I shrugged. “Fight fire with fire.”
“Sometimes you have to fight fire with water. Or with, um, a fire truck. If you don’t learn that now, you never will.”
I was annoyed, but I wasn’t going to take the time to argue with her. “Fine,” I finally grunted. “We’re obviously not getting anywhere here. Let’s go see if Marisol’s home. Maybe we can scare
her
into telling the truth.” I imagined poor, shy Marisol in an interrogation room with a single lightbulb suspended over her head. Daisy could be the good cop since she was so hot for it. I planned on being the relentless one.
Mrs. Taylor was sound asleep when we got downstairs, so we silently headed out and hit the subway again, this time bound straight downtown.
 
Marisol’s neighborhood couldn’t have been more different from Rachel’s. Instead of greenery and town houses, the place was a jumbled, jumping morass of power lines, slender apartment buildings, and bodegas. You had to be careful not to get run over by the packs of little kids who were zooming around on bicycles or Razor scooters, and every storefront had a card table out front, with old men sitting around it playing dominoes. I felt my stride opening as Daisy and I headed from the subway exit up the block, feeling the life of the neighborhood pulsing through me. After the too-perfect atmosphere of Dagger Park, this place was a relief.

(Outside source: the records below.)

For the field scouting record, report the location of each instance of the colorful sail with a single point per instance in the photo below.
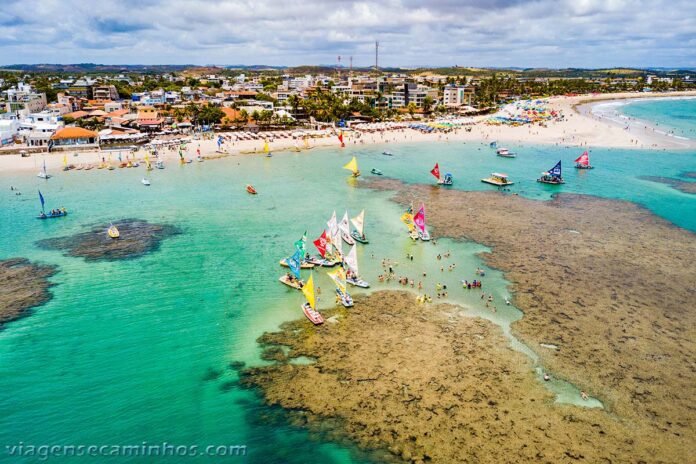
(359, 222)
(351, 260)
(308, 291)
(407, 218)
(556, 170)
(321, 243)
(419, 218)
(584, 159)
(339, 278)
(436, 171)
(344, 225)
(294, 262)
(352, 165)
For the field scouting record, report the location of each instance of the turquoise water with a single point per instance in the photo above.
(122, 352)
(667, 115)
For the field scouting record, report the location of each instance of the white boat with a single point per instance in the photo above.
(505, 153)
(352, 274)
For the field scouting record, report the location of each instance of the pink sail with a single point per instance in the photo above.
(584, 159)
(419, 218)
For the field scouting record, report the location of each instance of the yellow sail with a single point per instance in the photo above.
(308, 291)
(339, 277)
(407, 218)
(352, 165)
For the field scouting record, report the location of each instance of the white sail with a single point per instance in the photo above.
(333, 225)
(344, 225)
(351, 259)
(358, 221)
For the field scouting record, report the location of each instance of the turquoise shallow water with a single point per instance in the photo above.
(122, 351)
(670, 114)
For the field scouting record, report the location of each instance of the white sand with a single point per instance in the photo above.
(578, 129)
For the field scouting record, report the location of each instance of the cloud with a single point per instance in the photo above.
(548, 33)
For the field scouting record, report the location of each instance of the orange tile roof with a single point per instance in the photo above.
(73, 133)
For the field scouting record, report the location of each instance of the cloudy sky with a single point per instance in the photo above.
(541, 33)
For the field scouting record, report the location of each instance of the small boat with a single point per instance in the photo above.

When we rang up to Marisol’s apartment, they didn’t even bother asking who was at the door—just buzzed us right in. There was no elevator, so we made the hike up to the fifth floor, where Marisol’s mom was waiting with the door open, in a sporty black tank top and tight, casually torn jeans. She had graying blond hair that hung unfettered almost to her butt and a tanned, pretty face, even with no makeup.
“Hey,” she said, in a low, friendly voice. “Are you guys friends of Marisol’s or something?”
Daisy and I introduced ourselves, and I noticed a flicker of recognition in Marisol’s mom’s eyes when I mentioned my name. She didn’t say anything, though, just let us in and told us to have a seat. I heard a high-pitched whistling noise in the background.
“I was just brewing some tea,” Marisol’s mom called over her shoulder, heading through the tiny living room into the kitchen. “I hope Oolong’s okay.”
“Thank goodness it’s not cocktail hour here too,” Daisy muttered to me under her breath.
“I don’t think hippies have cocktails,” I whispered.
Marisol’s parents were definitely hippies, from the looks of the place. It was covered in dream catchers and Native-American-looking tapestries and hanging plants. There were crystals everywhere. It smelled pleasantly of incense, which, when I looked around, I saw burning on a table in the corner.
Mrs. Bloom emerged from the kitchen carrying a wicker tray bearing four terra-cotta mugs. A solidly built, gray-haired man with a neatly trimmed beard followed. “I’m Sunny and this is my husband, Bruce,” she said easily, setting our tea on the coffee table in front of us. “Marisol’s just down at the corner getting some groceries. You guys can wait here for her. She should be back in a couple of minutes.” The two then disappeared into another room, leaving Daisy and me alone again.
“They’re such good hosts,” Daisy said. “I wish my mom was that laid-back.”
Daisy’s mom, Svenska, was the most tightly wound woman I’d ever met in my life. One time, when Daisy had left a pair of underwear on her bedroom floor, Svenska had gotten so mad that she’d ripped it right in half with her bare hands, cursing furiously in Swedish.